Aku melaju menyusur kota yang telah tua melata, aku diam menikmati hening dan imaji.. aku terhenyak kepada bualan suara pedagang angin yang membual dan menyejukkan hati. Aku sedang menikmati hidup kala itu. Kemudian aku pulang, membaca surat kabar perantauan, semua merantau kepada tulisan yang menyentuh setiap sudut kota dan berharap diperhatikannya. Semua orang bicara, bicara mengenai aku, di belakangku.  Aku melihat tindak tanduknya dan aku meminum hangat air yang disediakan pada cawan hijau bundar di mataku.. aku menikmati setiap detik klasik di hidupku kali ini. 

Aku beranjak dan menatap langit di atas balkon rumah pohon yang aku bangun di atas sebuah pohon di pinggir tebing dengan tinggi ribuan meter menuju bawahnya.
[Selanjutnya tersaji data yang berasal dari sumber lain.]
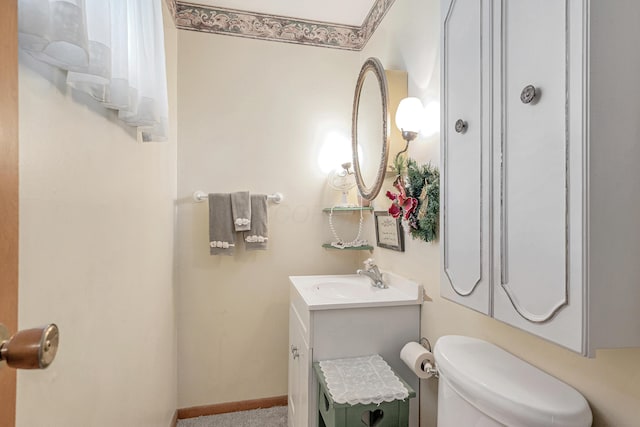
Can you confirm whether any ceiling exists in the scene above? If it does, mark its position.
[191,0,375,26]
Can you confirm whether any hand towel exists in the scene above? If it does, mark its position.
[209,193,236,255]
[231,191,251,231]
[244,194,269,251]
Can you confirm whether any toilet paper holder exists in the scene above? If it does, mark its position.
[420,337,440,379]
[420,337,432,351]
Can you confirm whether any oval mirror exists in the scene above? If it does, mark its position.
[351,58,389,200]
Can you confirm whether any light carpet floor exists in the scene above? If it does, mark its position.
[178,406,287,427]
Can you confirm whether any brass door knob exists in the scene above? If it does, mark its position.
[0,323,60,369]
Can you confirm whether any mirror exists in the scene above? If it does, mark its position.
[351,58,389,200]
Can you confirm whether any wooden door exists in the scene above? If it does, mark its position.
[494,0,584,351]
[440,0,492,314]
[0,0,18,427]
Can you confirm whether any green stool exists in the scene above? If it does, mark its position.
[313,362,416,427]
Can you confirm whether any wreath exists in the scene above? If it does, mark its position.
[387,157,440,242]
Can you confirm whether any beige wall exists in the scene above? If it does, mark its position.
[361,0,640,427]
[177,31,360,407]
[17,5,177,427]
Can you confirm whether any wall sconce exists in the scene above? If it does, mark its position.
[396,97,424,161]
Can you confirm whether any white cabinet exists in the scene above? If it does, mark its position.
[441,0,640,355]
[288,304,312,426]
[288,283,422,427]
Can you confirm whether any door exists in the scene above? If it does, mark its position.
[494,0,585,351]
[440,0,492,314]
[0,0,18,427]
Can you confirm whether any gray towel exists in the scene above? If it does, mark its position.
[209,193,236,255]
[231,191,251,231]
[244,194,269,251]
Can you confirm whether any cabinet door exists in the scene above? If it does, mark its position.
[494,0,583,351]
[288,306,311,427]
[440,0,492,314]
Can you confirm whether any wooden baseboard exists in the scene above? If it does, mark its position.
[178,396,287,420]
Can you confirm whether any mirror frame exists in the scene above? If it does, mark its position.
[351,58,390,201]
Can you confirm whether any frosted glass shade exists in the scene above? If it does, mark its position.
[396,97,424,132]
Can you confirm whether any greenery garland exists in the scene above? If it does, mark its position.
[387,157,440,242]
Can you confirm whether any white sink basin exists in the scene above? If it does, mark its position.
[289,272,422,310]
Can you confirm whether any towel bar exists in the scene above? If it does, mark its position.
[193,190,284,203]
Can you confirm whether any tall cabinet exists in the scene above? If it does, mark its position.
[441,0,640,355]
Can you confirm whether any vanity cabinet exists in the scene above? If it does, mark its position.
[441,0,640,355]
[288,276,422,427]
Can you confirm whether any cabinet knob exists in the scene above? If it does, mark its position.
[291,345,300,359]
[520,85,539,104]
[455,119,469,133]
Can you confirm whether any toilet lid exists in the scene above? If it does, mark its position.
[434,335,592,427]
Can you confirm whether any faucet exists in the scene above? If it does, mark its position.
[356,258,389,289]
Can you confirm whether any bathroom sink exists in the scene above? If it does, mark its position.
[289,272,422,310]
[311,277,387,300]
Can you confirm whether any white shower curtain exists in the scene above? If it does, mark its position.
[18,0,168,141]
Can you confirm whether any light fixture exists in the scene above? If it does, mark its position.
[396,97,424,161]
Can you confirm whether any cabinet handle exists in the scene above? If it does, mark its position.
[520,85,539,104]
[455,119,469,133]
[291,345,300,360]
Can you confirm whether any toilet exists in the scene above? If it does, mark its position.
[434,335,592,427]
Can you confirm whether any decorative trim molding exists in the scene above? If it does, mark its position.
[165,0,395,51]
[165,0,177,24]
[178,396,288,420]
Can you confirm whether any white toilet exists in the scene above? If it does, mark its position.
[434,335,592,427]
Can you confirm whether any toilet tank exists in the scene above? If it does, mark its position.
[434,335,592,427]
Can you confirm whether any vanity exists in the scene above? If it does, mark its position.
[288,272,423,427]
Aku menantang diriku dan melahirkan apatisme yang menantang mautku sendiri. Aku tak muda lagi. Dan aku sendiri.  

Aku menyesal beberapa bagian hidupku yang aku lewatkan dengan tidak baik-baik, aku terenyuh menatap kapal berterbangan di atas kepalaku, mereka siap menghantam dan menghancurkan kepalaku seketika. Zaman sekarang yang dulunya hanya bertambat di air, kini beterbangan merajut awan gumawan. Aku tetap memikirkan keberadaan puing-puing hidup di masa yang lampau. Aku terus meyakinkan diriku, aku masih memiliki waktu, mendaptkan kamu, entah di mananya.
Aku sempat berpikir, apabila kematian hanya berjodoh dengan yang mati. Bagaimana mungkin aku menghidupkan kembali yang sudah pergi. Aku merubah kesegalanya dalam hidupku, aku menutup dalam-dalam hatiku, aku menjadi laut yang kian dalam dan ganas, aku memanggil semua yang menginginkanku. Bukankah kamu selalu mengatakan aku laut yang memesona? Aku membangun harapan. Jadi kali ini kamu yang menyia-nyiakan aku dan hidup. Cinta memang seharusnya berbalas, bukan? Jadi aku terima dengan lapang dada. Agar suatu hari, ada satu titik kita mengenang dan jatuh cinta, membuatmu tertawa bagaimana aku dan kamu berjuang. Langit masih menantangku, ia getarkan tebing yang merayap ke telapak kakiku.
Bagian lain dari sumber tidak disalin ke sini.